I (40F) just blew up my marriage with husband (46M). Now I don’t know what to do.

Last night started pretty normal. Husband and I had a pretty laid back evening. For background, we had a pretty stable relationship; we have a good division of labor and don't argue about finances. There have been a few naked button issues that keep recurring over our 15 year relationship; 10 year marriage.

The first is that his family walks all over me when they come to visit. They have gotten somewhat better, but still treat my home like it's their personal Airbnb: taking over my kitchen, taking the remote and choosing what we are watching on TV, declaring what will be for dinner, setting up games at the table and saying everyone is going to play, and inviting additional people to come and stay without asking. I feel invisible and disrespected. Husband knows this, and has spoken to his dad, who has improved a little.

The second is that SIL gave an ex girlfriend Husband's phone number when they ran into each other right after Husband and I got married. Husband usually had me check his phone when he gets messages while working in the yard to determine whether it's important enough disturb his work. I see these messages where she is majorly flirty, complaining about her marriage (she is now divorced), and reminiscing on their old relationship. I felt betrayed. I told Husband that I felt uncomfortable with him messaging her. He explained SIL gave her his contact info and they started messaging. I felt doubly betrayed. He said he didn't see a reason not to keep messaging her.

Third: we moved for his career 2 times, so I often don't know people in our new locations. When we go to events, he completely leaves me alone where I don't know anyone. I've asked him to stay with me while he mingles with people, but he continues to "disappear" at parties. Recently, we went to New Orleans for a wedding. During the second parade he took off running ahead and left me alone marching in the back down the darkness of Bourbon Street.

There are others issues… for the past 3 months our sex on-line was completely dead. Anyway, last weekend SIL came to visit. She was fine at first, but then took over the kitchen. Then she took our clothes out of the washing machine (not washed yet) and put her clothes in. She had her foster children there and the whole time she yelled, and yelled, and yelled at them. I was so exhausted hosting and overwhelmed by the yelling. I think the 4 year old spent more time standing looking at the wall in time out than doing anything else. I was so overstimulated and sad the whole time. She left on Tuesday and I had nightmares about her yelling and the children crying for days afterward.

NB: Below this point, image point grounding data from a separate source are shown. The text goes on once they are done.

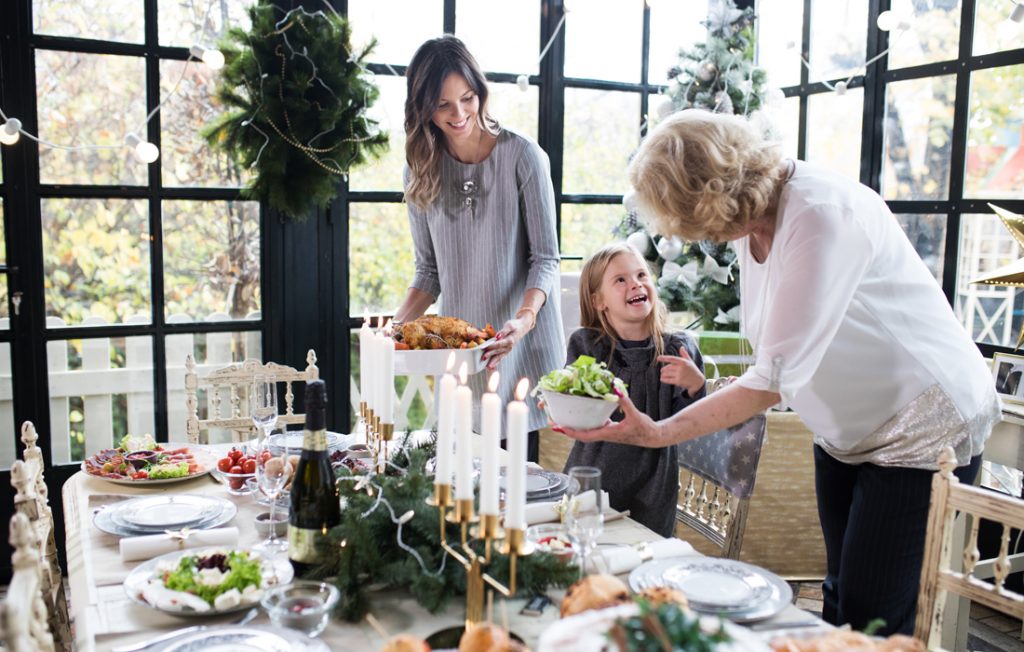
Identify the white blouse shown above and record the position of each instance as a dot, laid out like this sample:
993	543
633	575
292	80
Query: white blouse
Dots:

So on to last night. I asked Husband if he saw a message I sent on FB. I don't usually use FB, so he was surprised and said he didn't get it. He got his phone and showed me. I see the name of Ex on the list of people he has been messaging. After the exhausting weekend feeling disrespected, this was just like a punch in the stomach. I agreed that I didn't see the message and showed him on my end that it was sent. We agreed it was odd.

Later, I could not hold it in. I said I saw Ex on his messages. I was hurt. He got defensive and said it's fine. Nothing is going on. I said it still upsets me. He yells and brings up all sorts of things that were not related. I started watching his body language. Time seemed to slow down and it was like I was no longer in my own body. I calmly and slowly walked up to him. Took my ring off. Put the ring in his hand and said. "I'm done. It's over. I'm going to take my things out of our room and sleep in the guest room. Keep your friend. I'm done." At the time I was so eerily calm. I meant what I said.

I still cannot believe I did this. I still think I meant it. I really love my husband, but I am not feeling loved. It feels like I'm trying to puppeteer a skeleton in this marriage. I don't know what to do now. We are talking civilly this morning but have not brought it up. I am torn. Part of me can't see what a life without him would look like, but another part doesn't know that this is a situation I can sustain. We have gone to counseling before, but it was not helpful. I always left feeling worse, and so did he. What are your thoughts? Advice please!